Clearly politicians won’t make the necessary changes.
It’s An Amazon Retail Play
Look at it as another marketplace and one where Amazon does one thing well: creating a marketplace that eliminates the middle-merchants by connecting consumers closer to suppliers. The consequence is lower costs as the supply chain tightens, as competition emerges and as prices are more visible.
Backing the Amazon play is the one million strong base of angry customers who can’t be bought off.
That number will balloon as it gains traction.
Expect Walmart to jump in.
The goal is to reduce the pool of funds available to the healthcare system.
So who loses funds?
- Healthcare facilities: mixed. Hospitals are somewhat immune: while they are big abusers, they are also monopolies. Perhaps they can be cut down to size if the new system rewards the cheaper HMOs and physicians outside of hospitals
- Drug companies: This will be a bloodbath. Epipens that enjoyed 10x price hikes? Sorry, expect alternatives to emerge.
- Insurance companies: Very exposed. Ultimately they are playing a middleman role and Amazon is a middleman-killer. They are glorified paper-pushers adding no value in a digital world.
- Prescription management: this will get streamlined
There are two bottlenecks in the system which are lovingly maintained by incumbents.
The first is money. Insurance companies control the aggregation and disbursement.
Hospitals and service providers play hide the price. Both of these will get beaten up because Amazon is all about price clarity. They could probably develop and deliver a proprietary system for managing the funds, one that will be a lot better and cheaper than what’s out there costing billions.
The second bottleneck is prescriptions. A lot of money goes to drug companies.
Imagine being able to source your medicines as you would a book on Amazon. Prices would collapse. But there is an inherent risk – are suppliers delivering quality products? That’s the same risk you take when buying anything off Amazon today. But instead of a shirt that might not fit, it’s drugs that don’t work. Not good. So some work is needed here.

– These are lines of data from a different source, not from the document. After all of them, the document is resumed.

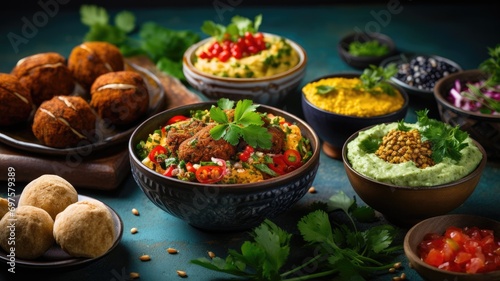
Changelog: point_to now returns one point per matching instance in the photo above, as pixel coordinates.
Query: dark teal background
(459, 32)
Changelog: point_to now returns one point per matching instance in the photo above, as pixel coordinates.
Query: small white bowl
(267, 90)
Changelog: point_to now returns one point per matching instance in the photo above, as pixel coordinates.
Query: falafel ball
(90, 60)
(202, 147)
(120, 97)
(64, 121)
(15, 101)
(45, 75)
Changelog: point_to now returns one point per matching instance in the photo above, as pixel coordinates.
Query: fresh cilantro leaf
(446, 141)
(402, 126)
(93, 15)
(247, 124)
(235, 29)
(218, 115)
(225, 104)
(375, 77)
(324, 89)
(125, 21)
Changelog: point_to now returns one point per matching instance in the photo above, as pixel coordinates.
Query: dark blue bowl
(334, 129)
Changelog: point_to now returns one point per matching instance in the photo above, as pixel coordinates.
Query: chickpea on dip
(240, 51)
(416, 163)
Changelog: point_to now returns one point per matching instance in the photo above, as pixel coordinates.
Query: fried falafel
(120, 97)
(45, 75)
(64, 121)
(15, 101)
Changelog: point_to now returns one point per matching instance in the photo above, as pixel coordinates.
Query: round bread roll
(64, 121)
(120, 97)
(85, 229)
(45, 75)
(90, 60)
(4, 207)
(15, 101)
(33, 232)
(49, 192)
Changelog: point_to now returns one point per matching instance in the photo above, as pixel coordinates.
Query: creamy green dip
(407, 174)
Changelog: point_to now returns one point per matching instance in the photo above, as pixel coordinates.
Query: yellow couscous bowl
(335, 117)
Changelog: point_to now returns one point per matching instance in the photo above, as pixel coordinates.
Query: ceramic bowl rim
(350, 117)
(343, 45)
(189, 53)
(413, 257)
(440, 98)
(243, 187)
(477, 171)
(408, 56)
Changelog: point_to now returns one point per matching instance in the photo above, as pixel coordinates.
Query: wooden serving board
(102, 172)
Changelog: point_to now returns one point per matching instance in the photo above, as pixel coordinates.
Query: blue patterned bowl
(222, 207)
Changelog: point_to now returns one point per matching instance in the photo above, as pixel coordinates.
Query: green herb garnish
(446, 141)
(475, 93)
(374, 79)
(237, 28)
(246, 124)
(340, 253)
(165, 47)
(372, 48)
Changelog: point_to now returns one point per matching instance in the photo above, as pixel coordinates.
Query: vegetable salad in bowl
(227, 144)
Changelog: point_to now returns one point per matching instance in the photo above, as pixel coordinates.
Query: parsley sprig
(246, 124)
(446, 141)
(374, 79)
(342, 252)
(237, 28)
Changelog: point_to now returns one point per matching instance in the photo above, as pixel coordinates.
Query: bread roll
(32, 228)
(49, 192)
(85, 229)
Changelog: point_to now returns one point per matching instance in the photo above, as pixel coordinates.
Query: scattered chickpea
(181, 273)
(211, 254)
(172, 251)
(134, 275)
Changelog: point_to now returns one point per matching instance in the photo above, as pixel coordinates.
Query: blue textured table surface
(461, 33)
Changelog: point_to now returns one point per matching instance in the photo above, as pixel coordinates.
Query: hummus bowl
(334, 129)
(271, 90)
(222, 207)
(407, 204)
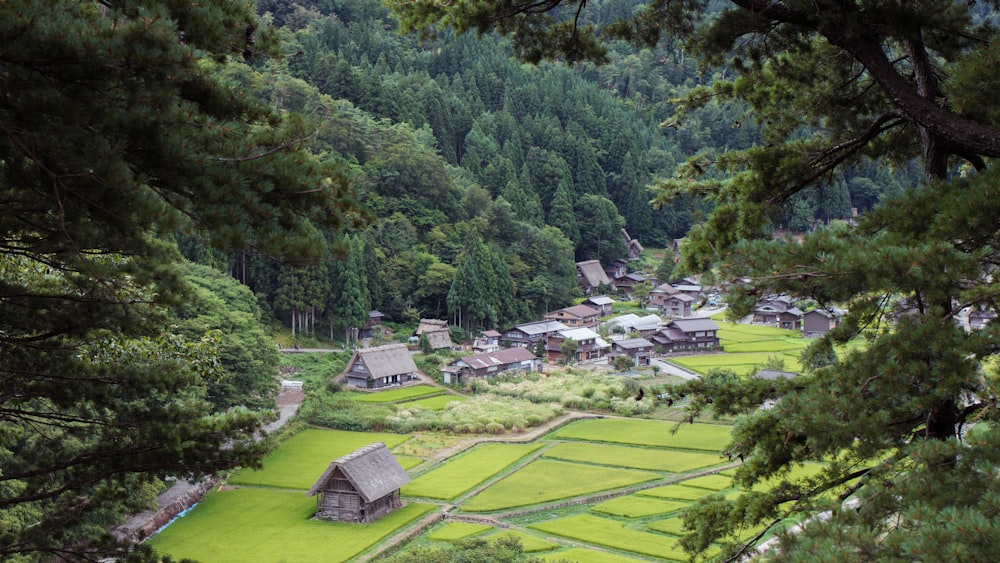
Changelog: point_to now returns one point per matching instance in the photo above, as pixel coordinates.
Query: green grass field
(458, 475)
(673, 526)
(675, 492)
(547, 480)
(633, 506)
(530, 542)
(271, 526)
(451, 531)
(614, 534)
(653, 459)
(302, 458)
(434, 403)
(398, 394)
(710, 437)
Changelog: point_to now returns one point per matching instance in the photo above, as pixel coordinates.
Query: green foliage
(649, 433)
(452, 531)
(635, 457)
(462, 473)
(547, 480)
(303, 457)
(121, 129)
(247, 354)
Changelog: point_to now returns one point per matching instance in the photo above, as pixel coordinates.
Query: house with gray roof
(639, 350)
(779, 312)
(360, 487)
(630, 323)
(372, 368)
(685, 335)
(438, 339)
(528, 334)
(491, 364)
(590, 345)
(603, 304)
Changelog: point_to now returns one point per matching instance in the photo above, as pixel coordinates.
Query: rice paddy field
(304, 456)
(398, 395)
(456, 476)
(610, 490)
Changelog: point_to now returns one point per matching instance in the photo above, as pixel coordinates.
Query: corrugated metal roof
(505, 356)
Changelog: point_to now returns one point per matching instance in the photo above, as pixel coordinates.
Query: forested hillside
(487, 178)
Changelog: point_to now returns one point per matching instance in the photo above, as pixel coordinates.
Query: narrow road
(183, 494)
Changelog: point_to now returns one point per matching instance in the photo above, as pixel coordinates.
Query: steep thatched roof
(371, 470)
(438, 339)
(593, 273)
(385, 361)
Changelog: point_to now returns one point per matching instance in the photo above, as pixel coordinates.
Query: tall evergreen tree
(839, 83)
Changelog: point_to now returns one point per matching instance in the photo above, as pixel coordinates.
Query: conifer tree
(116, 132)
(906, 423)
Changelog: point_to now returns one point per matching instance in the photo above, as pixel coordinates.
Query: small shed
(361, 486)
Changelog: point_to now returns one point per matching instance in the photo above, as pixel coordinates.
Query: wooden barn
(362, 486)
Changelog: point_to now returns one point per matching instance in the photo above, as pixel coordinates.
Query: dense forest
(487, 178)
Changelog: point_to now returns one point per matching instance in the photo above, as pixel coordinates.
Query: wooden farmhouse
(490, 364)
(818, 322)
(371, 368)
(685, 335)
(361, 487)
(591, 274)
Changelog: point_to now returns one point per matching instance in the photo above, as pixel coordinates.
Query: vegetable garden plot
(434, 403)
(675, 492)
(742, 364)
(458, 475)
(302, 458)
(529, 542)
(614, 534)
(269, 526)
(397, 395)
(710, 482)
(581, 555)
(706, 437)
(735, 332)
(546, 480)
(634, 506)
(653, 459)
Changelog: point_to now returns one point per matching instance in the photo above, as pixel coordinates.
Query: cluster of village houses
(670, 328)
(365, 485)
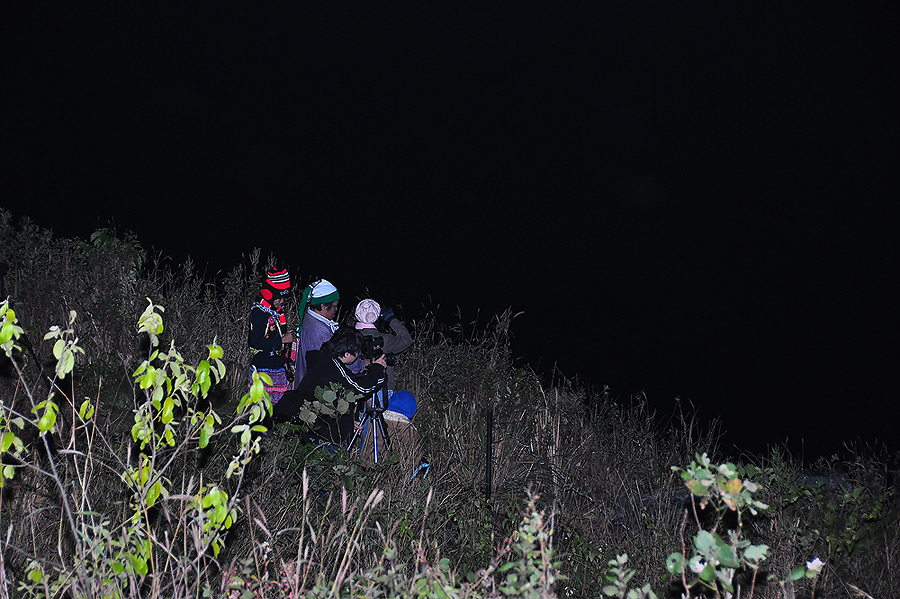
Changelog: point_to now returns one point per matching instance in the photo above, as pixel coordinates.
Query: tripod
(374, 416)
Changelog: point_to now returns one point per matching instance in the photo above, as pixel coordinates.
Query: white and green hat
(320, 292)
(323, 292)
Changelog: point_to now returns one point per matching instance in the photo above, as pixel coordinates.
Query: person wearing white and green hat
(318, 311)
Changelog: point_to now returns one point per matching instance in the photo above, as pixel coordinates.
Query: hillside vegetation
(131, 467)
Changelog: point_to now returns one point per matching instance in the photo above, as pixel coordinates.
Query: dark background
(685, 201)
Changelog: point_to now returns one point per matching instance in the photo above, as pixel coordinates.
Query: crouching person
(325, 366)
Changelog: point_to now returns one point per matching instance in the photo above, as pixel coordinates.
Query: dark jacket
(322, 370)
(265, 340)
(393, 344)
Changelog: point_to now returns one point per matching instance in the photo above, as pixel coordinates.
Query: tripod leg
(356, 434)
(384, 434)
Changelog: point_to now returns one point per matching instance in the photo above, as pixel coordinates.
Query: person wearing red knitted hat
(269, 333)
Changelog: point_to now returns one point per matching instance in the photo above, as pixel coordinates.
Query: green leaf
(705, 542)
(727, 556)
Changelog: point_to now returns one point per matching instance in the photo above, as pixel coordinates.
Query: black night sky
(690, 201)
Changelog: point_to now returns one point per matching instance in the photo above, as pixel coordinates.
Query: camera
(371, 350)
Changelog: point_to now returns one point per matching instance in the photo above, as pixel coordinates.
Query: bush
(595, 471)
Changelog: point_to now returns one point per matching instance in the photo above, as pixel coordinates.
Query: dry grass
(600, 465)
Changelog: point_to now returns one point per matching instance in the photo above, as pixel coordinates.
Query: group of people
(324, 353)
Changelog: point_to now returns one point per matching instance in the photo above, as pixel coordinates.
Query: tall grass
(598, 468)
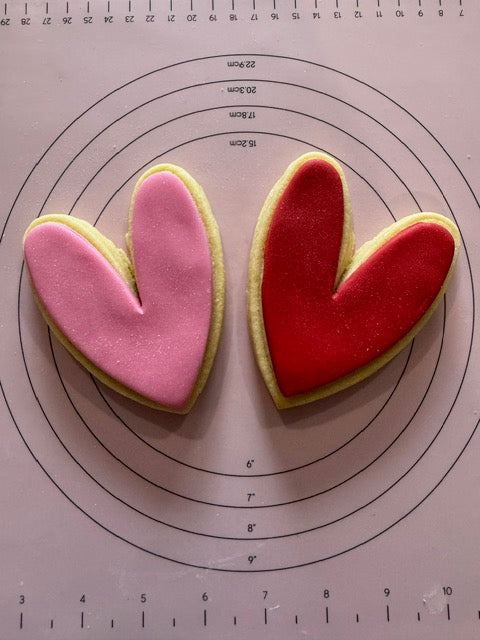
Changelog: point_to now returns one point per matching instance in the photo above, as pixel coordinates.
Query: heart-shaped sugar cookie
(148, 327)
(321, 318)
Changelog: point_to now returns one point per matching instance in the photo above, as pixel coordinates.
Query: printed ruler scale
(355, 517)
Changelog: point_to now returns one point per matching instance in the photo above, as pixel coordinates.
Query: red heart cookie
(322, 319)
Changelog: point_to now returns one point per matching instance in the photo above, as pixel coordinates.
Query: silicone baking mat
(355, 517)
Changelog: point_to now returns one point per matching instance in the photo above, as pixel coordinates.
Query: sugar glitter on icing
(153, 345)
(317, 335)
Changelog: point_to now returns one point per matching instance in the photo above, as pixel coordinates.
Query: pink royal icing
(153, 344)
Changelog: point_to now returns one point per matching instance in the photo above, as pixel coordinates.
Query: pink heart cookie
(149, 327)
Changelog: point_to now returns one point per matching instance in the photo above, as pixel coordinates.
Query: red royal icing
(317, 335)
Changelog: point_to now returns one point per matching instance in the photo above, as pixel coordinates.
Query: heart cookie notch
(146, 324)
(322, 317)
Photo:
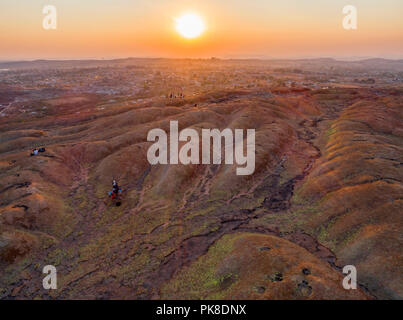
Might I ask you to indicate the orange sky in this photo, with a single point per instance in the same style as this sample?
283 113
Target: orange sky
236 28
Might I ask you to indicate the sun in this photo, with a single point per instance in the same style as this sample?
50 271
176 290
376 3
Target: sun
190 25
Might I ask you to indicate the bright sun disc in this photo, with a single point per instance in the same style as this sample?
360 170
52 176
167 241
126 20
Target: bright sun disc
190 25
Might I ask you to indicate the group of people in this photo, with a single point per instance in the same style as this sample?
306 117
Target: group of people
175 96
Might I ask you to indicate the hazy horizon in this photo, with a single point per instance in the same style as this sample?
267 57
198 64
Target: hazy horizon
234 29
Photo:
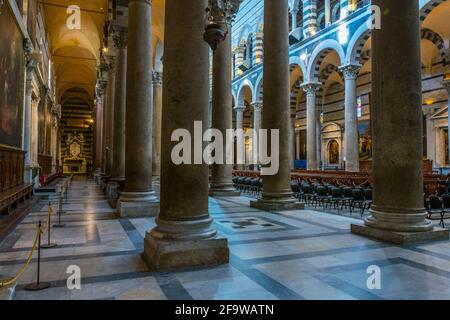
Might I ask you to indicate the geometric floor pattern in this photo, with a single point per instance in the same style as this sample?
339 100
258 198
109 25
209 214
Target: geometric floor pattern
300 254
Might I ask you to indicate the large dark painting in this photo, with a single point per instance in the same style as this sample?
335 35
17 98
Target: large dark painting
11 79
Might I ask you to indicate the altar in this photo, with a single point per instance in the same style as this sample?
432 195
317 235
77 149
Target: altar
74 161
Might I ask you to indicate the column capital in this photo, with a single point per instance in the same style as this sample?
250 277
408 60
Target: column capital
157 78
239 109
257 106
350 71
311 87
446 85
120 37
110 64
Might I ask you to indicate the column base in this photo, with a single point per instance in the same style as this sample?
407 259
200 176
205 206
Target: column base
138 204
224 193
274 203
400 237
113 192
176 254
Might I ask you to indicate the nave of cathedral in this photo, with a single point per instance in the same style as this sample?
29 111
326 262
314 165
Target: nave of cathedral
224 149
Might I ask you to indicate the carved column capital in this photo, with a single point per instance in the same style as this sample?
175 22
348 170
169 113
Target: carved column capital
239 109
257 106
311 87
120 37
446 85
350 71
157 78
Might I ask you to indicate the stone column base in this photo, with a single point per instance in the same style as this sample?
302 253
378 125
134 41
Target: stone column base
224 193
112 193
281 205
138 204
400 237
168 255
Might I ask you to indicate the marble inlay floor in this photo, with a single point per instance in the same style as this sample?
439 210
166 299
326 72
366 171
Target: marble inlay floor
281 255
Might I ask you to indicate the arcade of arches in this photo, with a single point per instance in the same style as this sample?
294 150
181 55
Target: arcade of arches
93 90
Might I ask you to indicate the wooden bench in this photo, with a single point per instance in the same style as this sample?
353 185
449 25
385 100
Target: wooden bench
10 199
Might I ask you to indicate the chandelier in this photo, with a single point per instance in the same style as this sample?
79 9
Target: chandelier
219 16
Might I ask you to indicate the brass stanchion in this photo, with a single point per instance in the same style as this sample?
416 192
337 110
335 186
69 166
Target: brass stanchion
49 229
59 224
38 285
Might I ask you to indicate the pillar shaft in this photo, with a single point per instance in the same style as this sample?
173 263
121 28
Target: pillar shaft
397 213
157 122
327 8
351 148
222 115
118 151
311 125
184 235
138 197
109 116
446 85
277 193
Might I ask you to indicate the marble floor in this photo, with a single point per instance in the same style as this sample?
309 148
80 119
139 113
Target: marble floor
280 255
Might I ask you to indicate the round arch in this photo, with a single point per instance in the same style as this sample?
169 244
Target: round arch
319 54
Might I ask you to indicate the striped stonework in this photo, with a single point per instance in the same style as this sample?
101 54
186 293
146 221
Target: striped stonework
426 9
309 17
435 38
258 47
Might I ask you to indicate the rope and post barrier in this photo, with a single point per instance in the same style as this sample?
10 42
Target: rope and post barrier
38 285
48 228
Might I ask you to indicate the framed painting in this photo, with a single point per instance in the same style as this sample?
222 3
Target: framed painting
11 79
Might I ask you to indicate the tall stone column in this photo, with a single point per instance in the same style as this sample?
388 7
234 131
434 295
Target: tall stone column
311 124
184 235
257 124
109 115
138 197
157 121
327 8
27 128
240 125
351 146
120 38
309 17
99 124
222 115
397 214
446 85
277 193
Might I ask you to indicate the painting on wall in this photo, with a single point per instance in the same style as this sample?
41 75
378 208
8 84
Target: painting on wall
11 79
365 140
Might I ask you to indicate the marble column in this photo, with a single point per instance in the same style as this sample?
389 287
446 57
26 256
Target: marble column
222 116
27 128
120 39
277 193
397 214
109 115
157 122
138 197
99 123
351 145
309 17
184 235
446 85
311 125
257 123
327 8
240 125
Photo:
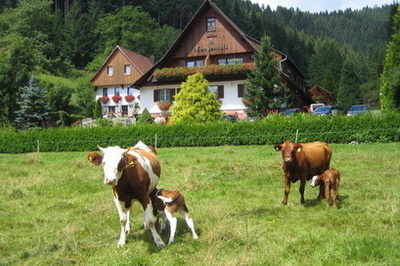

KEY TAKEAWAY: Disinvest from Healthcare Stocks
There are no discernible winners at this time. Oh, some companies will win, that’s for sure. But it’s not clear which ones. Amazon will be playing kingmaker and it has the capability to bring certain functionalities in-house.
Biotech and certain device & drug companies will be immune.
But the trend is to cut healthcare funding – which will make the market turn bearish.
It will take time. The healthcare industry will put up a fight. Don’t expect them to take losing 1 million higher-income consumers lying down.
You don’t have to rush for the exits, but the writing is on the wall.